Teaching kids about money is no easy feat. But without the relevant knowledge and skills, your children might find it difficult to manage their money effectively both now and in the future.
According to a survey by the London Institute of Banking and Finance, at least 72% of young people aged between 15 and 18 want to learn more about money and finance in school. Concerningly, more than eight in ten admitting that they worry about money.
No matter how challenging it might seem, it’s always worth knowing about some of the best ways to introduce money management concepts to your children.
How to teach your kids about finance: Our top tips
- Set an example
Children are always watching you and listening to your conversations.
If you have good financial health and you’re not visibly stressed about earning and spending, your children might underestimate the importance of personal finances.
On the flip side, making your money worries known and needing to make sacrifices for the sake of money could make your children feel confused, stressed, and worried about the role that money will play in their lives. At least 39% of adults don’t feel confident in their own money management, so it’s time to help the next generation.
When you set a healthy and realistic example for your children, they’ll be more likely to be naturally curious about money. When they start learning how to manage their finances, your children should have a balanced and calm attitude without any existing stressors.
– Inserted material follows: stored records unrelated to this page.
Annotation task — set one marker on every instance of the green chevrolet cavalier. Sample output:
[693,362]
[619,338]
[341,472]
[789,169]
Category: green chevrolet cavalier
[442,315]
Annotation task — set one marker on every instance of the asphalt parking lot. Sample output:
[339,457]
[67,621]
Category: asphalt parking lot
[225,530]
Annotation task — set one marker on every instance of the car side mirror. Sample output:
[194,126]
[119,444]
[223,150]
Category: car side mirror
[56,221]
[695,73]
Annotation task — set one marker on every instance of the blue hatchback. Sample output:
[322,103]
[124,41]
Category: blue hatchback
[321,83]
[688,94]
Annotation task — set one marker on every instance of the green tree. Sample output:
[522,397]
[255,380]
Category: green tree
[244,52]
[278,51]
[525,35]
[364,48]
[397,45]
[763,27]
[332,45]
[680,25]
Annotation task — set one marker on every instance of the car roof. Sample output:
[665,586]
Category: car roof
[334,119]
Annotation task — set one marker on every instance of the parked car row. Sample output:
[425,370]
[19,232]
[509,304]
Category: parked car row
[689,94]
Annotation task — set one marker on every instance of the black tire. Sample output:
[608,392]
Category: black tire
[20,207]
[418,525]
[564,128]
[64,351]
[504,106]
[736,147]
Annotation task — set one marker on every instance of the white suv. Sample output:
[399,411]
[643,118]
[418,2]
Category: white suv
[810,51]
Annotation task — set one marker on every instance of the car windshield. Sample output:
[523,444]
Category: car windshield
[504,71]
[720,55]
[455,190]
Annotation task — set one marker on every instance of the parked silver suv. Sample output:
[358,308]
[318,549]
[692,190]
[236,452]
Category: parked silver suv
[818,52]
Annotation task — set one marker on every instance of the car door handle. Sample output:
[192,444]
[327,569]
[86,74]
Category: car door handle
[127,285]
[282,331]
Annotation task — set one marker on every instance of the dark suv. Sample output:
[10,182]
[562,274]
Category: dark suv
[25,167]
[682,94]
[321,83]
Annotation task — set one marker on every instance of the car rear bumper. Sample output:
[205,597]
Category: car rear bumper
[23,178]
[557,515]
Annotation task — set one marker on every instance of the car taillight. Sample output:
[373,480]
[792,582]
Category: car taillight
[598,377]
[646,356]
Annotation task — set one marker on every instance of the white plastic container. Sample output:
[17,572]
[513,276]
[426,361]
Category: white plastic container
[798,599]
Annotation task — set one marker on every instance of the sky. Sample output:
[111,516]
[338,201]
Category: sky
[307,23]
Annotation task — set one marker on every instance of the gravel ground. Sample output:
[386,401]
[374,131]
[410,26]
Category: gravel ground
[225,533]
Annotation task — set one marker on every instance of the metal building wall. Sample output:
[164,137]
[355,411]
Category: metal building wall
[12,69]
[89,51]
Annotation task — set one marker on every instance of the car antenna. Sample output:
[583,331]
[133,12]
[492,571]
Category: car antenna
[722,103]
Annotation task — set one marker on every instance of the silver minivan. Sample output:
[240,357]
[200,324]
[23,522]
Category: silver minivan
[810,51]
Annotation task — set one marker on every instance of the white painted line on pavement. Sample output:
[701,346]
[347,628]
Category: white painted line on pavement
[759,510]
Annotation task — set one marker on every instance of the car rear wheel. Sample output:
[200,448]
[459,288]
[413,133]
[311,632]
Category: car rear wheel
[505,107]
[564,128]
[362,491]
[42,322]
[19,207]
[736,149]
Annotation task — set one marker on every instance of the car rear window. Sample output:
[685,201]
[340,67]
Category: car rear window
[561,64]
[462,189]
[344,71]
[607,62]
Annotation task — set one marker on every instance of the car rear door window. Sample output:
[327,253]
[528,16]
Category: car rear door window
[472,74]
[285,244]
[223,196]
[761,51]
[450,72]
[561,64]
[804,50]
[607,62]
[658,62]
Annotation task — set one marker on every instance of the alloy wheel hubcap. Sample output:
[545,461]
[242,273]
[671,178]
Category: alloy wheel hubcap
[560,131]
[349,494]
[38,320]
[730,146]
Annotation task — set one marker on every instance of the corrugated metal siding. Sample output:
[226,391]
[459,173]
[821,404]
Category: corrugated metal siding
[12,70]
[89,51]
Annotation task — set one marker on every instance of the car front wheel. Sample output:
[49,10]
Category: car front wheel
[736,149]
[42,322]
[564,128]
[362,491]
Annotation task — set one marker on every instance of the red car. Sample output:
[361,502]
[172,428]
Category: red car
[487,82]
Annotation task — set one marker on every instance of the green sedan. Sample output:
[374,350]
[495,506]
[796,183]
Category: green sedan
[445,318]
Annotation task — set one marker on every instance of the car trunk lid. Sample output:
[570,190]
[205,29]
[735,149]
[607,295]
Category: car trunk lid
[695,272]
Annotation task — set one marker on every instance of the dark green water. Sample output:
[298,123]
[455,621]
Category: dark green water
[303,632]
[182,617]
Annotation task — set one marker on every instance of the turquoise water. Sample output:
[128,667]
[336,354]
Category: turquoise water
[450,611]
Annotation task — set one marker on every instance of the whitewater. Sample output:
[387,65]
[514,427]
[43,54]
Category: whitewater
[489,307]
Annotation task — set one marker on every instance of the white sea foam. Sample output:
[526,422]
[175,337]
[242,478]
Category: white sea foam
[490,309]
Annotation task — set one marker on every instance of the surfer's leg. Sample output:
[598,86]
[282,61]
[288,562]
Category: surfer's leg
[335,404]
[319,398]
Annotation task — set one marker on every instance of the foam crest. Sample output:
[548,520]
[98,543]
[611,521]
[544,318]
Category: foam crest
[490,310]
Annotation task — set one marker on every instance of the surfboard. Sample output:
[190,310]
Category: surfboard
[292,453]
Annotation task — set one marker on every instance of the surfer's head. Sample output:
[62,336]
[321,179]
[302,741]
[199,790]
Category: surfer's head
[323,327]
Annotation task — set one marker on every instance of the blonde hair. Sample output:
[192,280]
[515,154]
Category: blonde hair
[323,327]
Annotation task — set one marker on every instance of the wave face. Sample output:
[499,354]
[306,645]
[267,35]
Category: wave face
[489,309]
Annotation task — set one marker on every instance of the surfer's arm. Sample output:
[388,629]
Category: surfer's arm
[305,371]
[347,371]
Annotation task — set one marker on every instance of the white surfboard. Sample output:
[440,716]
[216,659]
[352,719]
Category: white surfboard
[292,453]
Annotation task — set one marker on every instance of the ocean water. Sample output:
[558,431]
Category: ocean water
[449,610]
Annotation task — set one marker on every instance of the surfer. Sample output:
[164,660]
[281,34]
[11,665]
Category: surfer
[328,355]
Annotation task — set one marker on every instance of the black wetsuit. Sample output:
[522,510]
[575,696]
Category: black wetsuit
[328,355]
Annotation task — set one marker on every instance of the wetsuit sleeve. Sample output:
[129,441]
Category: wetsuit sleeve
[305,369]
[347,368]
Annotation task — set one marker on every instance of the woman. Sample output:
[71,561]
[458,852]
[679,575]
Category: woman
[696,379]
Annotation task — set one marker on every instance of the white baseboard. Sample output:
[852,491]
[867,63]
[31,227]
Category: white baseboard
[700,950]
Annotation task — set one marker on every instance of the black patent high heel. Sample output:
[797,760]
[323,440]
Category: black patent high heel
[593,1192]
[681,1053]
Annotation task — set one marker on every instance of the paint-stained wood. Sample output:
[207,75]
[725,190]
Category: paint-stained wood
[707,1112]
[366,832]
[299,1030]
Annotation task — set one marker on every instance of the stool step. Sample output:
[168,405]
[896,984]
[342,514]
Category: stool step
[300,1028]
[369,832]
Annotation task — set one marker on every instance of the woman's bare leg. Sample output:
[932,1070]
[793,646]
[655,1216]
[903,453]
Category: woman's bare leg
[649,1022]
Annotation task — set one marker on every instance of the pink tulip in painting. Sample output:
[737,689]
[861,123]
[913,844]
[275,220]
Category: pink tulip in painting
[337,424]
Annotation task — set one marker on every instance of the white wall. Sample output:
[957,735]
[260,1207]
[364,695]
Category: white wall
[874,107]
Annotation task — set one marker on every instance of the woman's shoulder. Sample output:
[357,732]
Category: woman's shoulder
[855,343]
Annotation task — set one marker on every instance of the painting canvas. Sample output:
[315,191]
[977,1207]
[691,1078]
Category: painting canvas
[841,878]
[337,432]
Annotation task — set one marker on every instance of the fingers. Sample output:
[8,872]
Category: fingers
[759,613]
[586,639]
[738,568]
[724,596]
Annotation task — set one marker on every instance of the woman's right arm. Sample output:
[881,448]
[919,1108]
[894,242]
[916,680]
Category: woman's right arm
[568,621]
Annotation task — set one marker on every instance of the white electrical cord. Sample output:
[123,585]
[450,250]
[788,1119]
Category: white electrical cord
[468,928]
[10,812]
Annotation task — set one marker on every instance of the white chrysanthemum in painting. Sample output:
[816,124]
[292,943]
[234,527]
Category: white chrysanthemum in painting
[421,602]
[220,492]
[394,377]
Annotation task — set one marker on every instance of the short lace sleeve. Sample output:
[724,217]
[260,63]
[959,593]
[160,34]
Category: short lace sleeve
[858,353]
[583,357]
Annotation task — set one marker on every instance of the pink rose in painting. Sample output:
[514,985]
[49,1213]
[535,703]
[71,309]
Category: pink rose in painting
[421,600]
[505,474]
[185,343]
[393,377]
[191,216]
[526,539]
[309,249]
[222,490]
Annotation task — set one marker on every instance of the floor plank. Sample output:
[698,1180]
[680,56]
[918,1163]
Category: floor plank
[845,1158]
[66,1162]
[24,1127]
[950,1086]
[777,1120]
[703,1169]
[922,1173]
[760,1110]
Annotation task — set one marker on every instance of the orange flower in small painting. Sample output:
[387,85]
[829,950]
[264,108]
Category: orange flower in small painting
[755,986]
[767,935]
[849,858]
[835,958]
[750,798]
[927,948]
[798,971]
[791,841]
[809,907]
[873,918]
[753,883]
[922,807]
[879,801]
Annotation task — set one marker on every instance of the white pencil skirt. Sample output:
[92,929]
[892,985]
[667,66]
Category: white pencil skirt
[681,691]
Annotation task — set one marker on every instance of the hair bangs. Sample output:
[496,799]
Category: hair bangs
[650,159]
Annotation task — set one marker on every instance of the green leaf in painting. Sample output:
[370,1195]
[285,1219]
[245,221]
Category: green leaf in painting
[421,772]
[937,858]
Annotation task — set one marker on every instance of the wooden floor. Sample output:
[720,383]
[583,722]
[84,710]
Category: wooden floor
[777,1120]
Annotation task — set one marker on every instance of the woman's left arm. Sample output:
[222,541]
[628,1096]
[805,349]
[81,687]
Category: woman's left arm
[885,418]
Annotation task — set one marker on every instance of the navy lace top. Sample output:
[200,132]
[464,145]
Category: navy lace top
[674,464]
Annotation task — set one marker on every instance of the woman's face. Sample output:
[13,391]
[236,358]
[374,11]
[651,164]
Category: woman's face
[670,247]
- Show them the value of things
One of the fundamental financial lessons is knowing the true value of commodities. Let them buy a few smaller items from a younger age, giving a set amount of pocket money or spending money before you head into a toy shop, for example.
Allowing your children to handle money and make real decisions will help them to understand that everything has a value, even if it’s something small. When children understand that they need to be careful with their money, they might find it easier to approach complex terms like credit score or debt ceiling.
And when they remember the process of choosing and buying something, children will be more likely to look after their belongings carefully. These practical lessons are so much more helpful than any verbal suggestions you might make to your children.
- Explain how money is earned
Children need to know where money comes from, so you could help them by explaining the basics. You don’t need to go into details about earning money, dealing with HMRC or interviewing for jobs – try to focus on the fundamentals.
Instead of giving the same allowance every week, try to adopt a rewards-based approach to your practical financial lessons. With a strong incentive, children feel much more motivated to learn.
- Involve them in the weekly shop
As you walk around the supermarket, try to ask your children for their opinion. Encourage them to actively make decisions based on budget and value, allowing them to use their critical thinking skills as they decide.
Grocery shopping could serve as a brilliant foundation for savings challenges too. With solid techniques in place and a strategy that gently encourages – and never forces – children to think about money, you can help prepare young people for a financially sound future.
Money-savvy children are less likely to get stressed about money matters as they grow up. Even if your children are teenagers now, it’s never too late to start introducing a financial education.